Pasireotide diaspartate for Cushing's disease
- Aust Prescr 2014;37:100-7
- 14 April 2013
- DOI: 10.18773/austprescr.2014.041
Some of the views expressed in the following notes on newly approved products should be regarded as preliminary, as there may have been limited published data at the time of publication, and little experience in Australia of their safety or efficacy. However, the Editorial Executive Committee believes that comments made in good faith at an early stage may still be of value. Before new drugs are prescribed, the Committee believes it is important that more detailed information is obtained from the manufacturer's approved product information, a drug information centre or some other appropriate source.
Approved indication: Cushing's disease
ampoules containing 900 microgram/mL
Australian Medicines Handbook section 10.6.6
Cushing's disease is caused by pituitary adenomas which secrete adrenocorticotrophic hormone (ACTH). Surgical treatment helps most patients, but some do not enter remission and others relapse. Pasireotide is an option for these patients and is also indicated for those who cannot have surgery.
The pituitary adenomas contain receptors for somatostatin (growth hormone release inhibiting factor). Pasireotide is an analogue of somatostatin which binds to these receptors. This inhibits the secretion of ACTH.
To test the hypothesis that pasireotide would work in Cushing's disease the drug was injected twice a day by patients who had 24-hour urinary free cortisol at least twice the upper limit of normal. After 15 days, 22 of 29 patients had reduced cortisol. In 5 of them, the urinary cortisol returned to normal. Average concentrations of plasma ACTH and serum cortisol also reduced.1
A phase III trial studied 162 patients with Cushing's disease who had levels of 24-hour urinary free cortisol at least 1.5 times the upper limit of normal.
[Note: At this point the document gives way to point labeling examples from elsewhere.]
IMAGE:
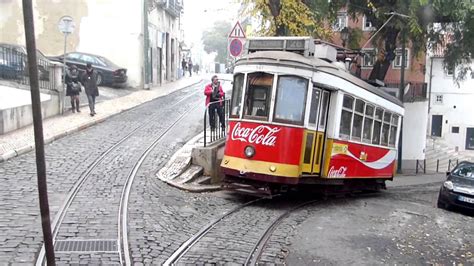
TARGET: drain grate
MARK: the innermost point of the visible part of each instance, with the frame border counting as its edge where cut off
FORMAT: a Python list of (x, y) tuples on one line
[(86, 245)]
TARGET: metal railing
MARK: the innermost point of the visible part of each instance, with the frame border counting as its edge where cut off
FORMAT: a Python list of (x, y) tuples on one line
[(14, 66), (216, 129)]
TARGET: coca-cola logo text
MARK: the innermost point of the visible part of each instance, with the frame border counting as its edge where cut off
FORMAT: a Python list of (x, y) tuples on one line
[(337, 173), (263, 135)]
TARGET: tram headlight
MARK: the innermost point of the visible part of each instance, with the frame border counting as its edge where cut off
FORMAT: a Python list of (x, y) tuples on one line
[(249, 151), (448, 185)]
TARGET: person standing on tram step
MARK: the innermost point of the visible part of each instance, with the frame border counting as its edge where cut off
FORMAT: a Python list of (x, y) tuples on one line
[(190, 67), (73, 87), (183, 65), (89, 80), (214, 101)]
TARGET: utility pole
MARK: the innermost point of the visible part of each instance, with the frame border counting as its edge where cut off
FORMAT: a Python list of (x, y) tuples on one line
[(400, 95), (38, 130)]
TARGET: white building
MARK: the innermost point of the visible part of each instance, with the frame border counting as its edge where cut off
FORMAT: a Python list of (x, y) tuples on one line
[(111, 28), (451, 109)]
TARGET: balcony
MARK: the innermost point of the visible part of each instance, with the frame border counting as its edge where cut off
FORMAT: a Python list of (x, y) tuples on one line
[(414, 92), (173, 7)]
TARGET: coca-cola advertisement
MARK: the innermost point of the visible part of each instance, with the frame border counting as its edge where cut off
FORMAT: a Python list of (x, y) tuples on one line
[(272, 143)]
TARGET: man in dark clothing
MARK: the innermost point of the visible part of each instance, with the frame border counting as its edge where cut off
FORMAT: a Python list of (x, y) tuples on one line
[(190, 67), (89, 80), (214, 101), (183, 65)]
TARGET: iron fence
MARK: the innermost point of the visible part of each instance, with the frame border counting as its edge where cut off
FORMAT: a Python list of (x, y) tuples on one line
[(217, 127), (14, 66)]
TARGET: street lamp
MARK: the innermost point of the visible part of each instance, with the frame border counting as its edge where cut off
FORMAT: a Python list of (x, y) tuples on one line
[(344, 36)]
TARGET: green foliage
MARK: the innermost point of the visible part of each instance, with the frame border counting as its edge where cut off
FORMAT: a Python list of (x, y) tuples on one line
[(293, 17), (215, 40), (455, 16)]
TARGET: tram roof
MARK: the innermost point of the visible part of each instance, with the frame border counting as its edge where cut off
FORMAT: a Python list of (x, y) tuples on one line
[(291, 59)]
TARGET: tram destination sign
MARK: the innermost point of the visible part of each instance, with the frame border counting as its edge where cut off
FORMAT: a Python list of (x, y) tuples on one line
[(303, 45)]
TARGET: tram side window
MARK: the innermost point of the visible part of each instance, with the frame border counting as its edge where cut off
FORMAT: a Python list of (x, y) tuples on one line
[(257, 96), (313, 112), (386, 128), (377, 126), (358, 117), (346, 117), (237, 95), (368, 122), (290, 99), (393, 130)]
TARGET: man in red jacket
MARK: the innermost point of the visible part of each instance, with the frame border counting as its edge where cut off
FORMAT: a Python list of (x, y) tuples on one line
[(215, 102)]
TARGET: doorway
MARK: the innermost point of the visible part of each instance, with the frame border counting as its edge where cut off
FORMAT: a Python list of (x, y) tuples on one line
[(436, 125), (470, 138)]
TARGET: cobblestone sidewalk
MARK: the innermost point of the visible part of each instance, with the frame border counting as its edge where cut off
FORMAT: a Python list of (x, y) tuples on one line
[(21, 141)]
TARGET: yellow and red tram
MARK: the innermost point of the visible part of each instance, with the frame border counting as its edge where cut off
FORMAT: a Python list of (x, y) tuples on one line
[(299, 119)]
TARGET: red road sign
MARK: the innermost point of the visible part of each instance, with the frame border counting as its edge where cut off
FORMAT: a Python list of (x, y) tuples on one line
[(235, 47)]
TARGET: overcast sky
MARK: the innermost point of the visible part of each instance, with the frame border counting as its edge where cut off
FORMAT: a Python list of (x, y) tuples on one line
[(200, 15)]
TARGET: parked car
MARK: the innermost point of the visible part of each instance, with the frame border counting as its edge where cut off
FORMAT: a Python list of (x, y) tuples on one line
[(458, 189), (108, 72), (18, 55)]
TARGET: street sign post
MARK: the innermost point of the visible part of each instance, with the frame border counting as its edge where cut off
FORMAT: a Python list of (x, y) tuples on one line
[(66, 26), (236, 40)]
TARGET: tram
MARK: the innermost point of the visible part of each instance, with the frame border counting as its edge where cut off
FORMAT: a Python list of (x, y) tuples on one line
[(297, 118)]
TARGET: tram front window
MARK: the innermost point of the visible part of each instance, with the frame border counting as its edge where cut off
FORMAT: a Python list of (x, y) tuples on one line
[(257, 96), (291, 98), (237, 95)]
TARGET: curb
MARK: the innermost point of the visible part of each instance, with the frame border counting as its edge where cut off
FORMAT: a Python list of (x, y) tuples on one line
[(29, 147), (170, 179)]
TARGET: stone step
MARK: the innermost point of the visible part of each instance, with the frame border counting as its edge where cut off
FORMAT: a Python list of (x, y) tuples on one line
[(190, 174)]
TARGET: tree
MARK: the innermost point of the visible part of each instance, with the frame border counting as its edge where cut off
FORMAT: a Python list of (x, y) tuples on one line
[(456, 17), (215, 40), (293, 17)]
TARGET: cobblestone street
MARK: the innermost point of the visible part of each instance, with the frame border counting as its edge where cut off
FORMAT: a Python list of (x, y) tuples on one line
[(400, 225)]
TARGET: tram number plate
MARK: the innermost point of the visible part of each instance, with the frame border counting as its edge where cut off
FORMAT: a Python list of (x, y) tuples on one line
[(466, 199)]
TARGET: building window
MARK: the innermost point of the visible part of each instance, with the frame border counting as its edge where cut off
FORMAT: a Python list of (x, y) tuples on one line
[(449, 71), (397, 62), (368, 59), (340, 23), (367, 25)]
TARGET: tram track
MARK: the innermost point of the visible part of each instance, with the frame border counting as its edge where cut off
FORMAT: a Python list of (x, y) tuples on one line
[(122, 238), (254, 253)]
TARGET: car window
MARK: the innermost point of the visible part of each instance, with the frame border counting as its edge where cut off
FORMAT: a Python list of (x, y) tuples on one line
[(74, 56), (465, 170)]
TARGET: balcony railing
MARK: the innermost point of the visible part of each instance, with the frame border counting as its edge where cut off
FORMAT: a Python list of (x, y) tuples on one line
[(414, 91)]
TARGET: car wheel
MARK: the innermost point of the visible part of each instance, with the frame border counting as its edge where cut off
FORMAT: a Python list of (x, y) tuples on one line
[(443, 205), (99, 79)]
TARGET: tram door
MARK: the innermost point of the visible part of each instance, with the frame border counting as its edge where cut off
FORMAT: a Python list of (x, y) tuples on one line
[(314, 135)]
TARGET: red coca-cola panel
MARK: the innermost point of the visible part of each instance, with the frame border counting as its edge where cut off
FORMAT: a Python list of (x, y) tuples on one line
[(361, 160), (272, 143)]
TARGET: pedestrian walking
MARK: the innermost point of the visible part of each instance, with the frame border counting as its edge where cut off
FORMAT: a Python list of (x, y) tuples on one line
[(190, 67), (214, 101), (89, 80), (183, 65), (73, 87)]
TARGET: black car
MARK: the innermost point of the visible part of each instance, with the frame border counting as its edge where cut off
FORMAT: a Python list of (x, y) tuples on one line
[(108, 72), (13, 58), (458, 189)]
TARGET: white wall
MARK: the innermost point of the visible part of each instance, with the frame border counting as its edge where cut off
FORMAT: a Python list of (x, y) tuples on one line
[(457, 107), (113, 29), (414, 131)]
They were randomised to receive twice-daily injections of pasireotide 600 microgram or 900 microgram. If the urinary cortisol level was more than twice the upper limit of normal after three months, the dose was increased by 300 microgram twice daily for a further three months. The primary end point of the double-blind trial was at six months, but the trial continued with an open-label phase for a further six months. The mean duration of treatment was 10.8 months.2,3
Urinary free cortisol declined rapidly. By six months 15% of the patients given 600 microgram and 26% of those given 900 microgram had levels within the normal range. After 12 months the corresponding figures were 13% and 25%. Clinical changes at 12 months included an average weight loss of 6.7 kg and decreased mean blood pressure (–6.1 mmHg systolic, –3.7 mmHg diastolic). There were also improvements in triglycerides and low density lipoprotein cholesterol.2
Glucose intolerance is common in Cushing's disease, but this did not improve with treatment. By the end of the study 51 of the 107 patients who did not have diabetes at the start of the study had become diabetic (glycated haemoglobin of more than 48 mmol/mol or 6.5%). A new hypoglycaemic drug had to be started in 74 of the 162 patients in the phase III trial.2
Pasireotide is given by subcutaneous injection preferably into the abdomen or top of the thigh. Approximately 17% of patients will have injection-site reactions. Although pasireotide is not metabolised it is eliminated in the bile so liver disease will increase exposure to the drug. Approximately 30% of patients develop cholelithiasis,2 so ultrasound scans of the gall bladder are recommended before and during treatment. Liver enzymes can increase so liver function tests are recommended before treatment, after one or two weeks and then monthly for the first three months of treatment. Sustained changes in liver function are an indication for stopping pasireotide permanently. Severe liver disease is a contraindication.
The most frequent adverse effects of pasireotide are nausea and diarrhoea. Abdominal pain and headache are also common. In some patients the reduction in cortisol in response to pasireotide caused symptoms of hypocortisolism. Hypopituitarism can also occur. The drug can prolong the QT interval on the ECG and cause bradycardia. There is therefore a risk of interaction with drugs such as beta blockers and antiarrhythmic drugs. There have been no clinical studies of drug interactions. There were also no studies in children, pregnant or lactating women.
Only a minority of patients have a complete response to pasireotide. In the phase III trial only 48% of the patients continued the drug for 12 months.2 The main cause of discontinuation was lack of efficacy. Increasing the dose may not increase efficacy. The drug should probably be stopped if there has been no response after two months of treatment. The combination and comparison of pasireotide with other treatments requires further research.
The Transparency Score () is explained in New drugs: transparency, Vol 37 No 1, Aust Prescr 2014;37:27.